Skin: Skin coloration is strongly green-dominant, matching the same saturation range as male Belthari such as Alaric. Green is not muted or olive-only.

Color variation includes:

moss green lichen green leaf-dark green warm soil undertones beneath the surface

The skin reads clearly and richly green at first glance, with mottling, staining, and age variation layered on top rather than replacing the base tone.

Ears: Ears follow Belthari racial structure: thicker, softly rounded, heavier at the base, and subtly asymmetrical. They are slightly smaller and less protruding than male Belthari ears, contributing to a calmer facial silhouette.

Hair: Hair is green-grey to moss-green, coarse and biologically grown rather than styled. It is worn pulled back or loosely braided purely for function, with uneven tension and stray strands. Color shows variation through deeper green roots and lighter, weathered lengths rather than uniform greying.

Clothing: Clothing consists of simple, layered agricultural garments. Materials resemble worn leather and coarse cloth, rendered in rich bark browns, oiled leather tones, muted rusts, and soil-dark greens, chosen for depth rather than dullness. Garments are repaired, creased, and shaped by long use. No ornamentation.

Rendering & Lighting: Shading is tonal and painterly rather than cinematic. Lighting is soft and diffuse, but color saturation is preserved, especially in skin and hair. Colors retain pigment and weight and remain readable when scaled down for a 2D fantasy game interface. No rim lighting, dramatic highlights, or photographic depth of field.
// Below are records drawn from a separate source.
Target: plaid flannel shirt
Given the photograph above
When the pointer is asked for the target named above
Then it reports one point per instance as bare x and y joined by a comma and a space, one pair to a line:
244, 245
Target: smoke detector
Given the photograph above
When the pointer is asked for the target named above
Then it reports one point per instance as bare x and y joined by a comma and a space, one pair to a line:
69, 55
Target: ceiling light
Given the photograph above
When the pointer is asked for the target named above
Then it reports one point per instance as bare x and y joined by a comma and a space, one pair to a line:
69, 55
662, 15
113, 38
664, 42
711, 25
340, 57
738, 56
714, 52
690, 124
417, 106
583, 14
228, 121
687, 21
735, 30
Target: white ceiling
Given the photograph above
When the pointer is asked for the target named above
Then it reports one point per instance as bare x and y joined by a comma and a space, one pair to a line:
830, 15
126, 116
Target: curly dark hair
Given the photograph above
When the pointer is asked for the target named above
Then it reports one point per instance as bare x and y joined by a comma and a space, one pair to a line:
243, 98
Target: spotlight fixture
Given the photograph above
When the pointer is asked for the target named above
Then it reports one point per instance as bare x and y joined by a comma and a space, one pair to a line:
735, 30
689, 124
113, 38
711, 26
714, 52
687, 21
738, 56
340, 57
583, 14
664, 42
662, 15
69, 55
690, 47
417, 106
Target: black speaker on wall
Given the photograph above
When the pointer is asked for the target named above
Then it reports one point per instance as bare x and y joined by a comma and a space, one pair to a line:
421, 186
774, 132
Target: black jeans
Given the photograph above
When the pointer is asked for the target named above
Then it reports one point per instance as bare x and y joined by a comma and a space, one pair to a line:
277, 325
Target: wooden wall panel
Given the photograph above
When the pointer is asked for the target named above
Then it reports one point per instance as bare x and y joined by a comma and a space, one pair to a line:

Background: The background is lightly suggested only — hints of fields, grain stores, or earth-toned interior forms — kept darker or less saturated than the figure so she remains the clear focal point.

Overall Impression: The overall impression is one of endurance, continuity, and grounded authority — a woman whose judgment is trusted because she has lived the cycles repeatedly. She is unmistakably Belthari, unmistakably female, richly green, emotionally present without dramatization, and fully compatible with a stylized fantasy game world.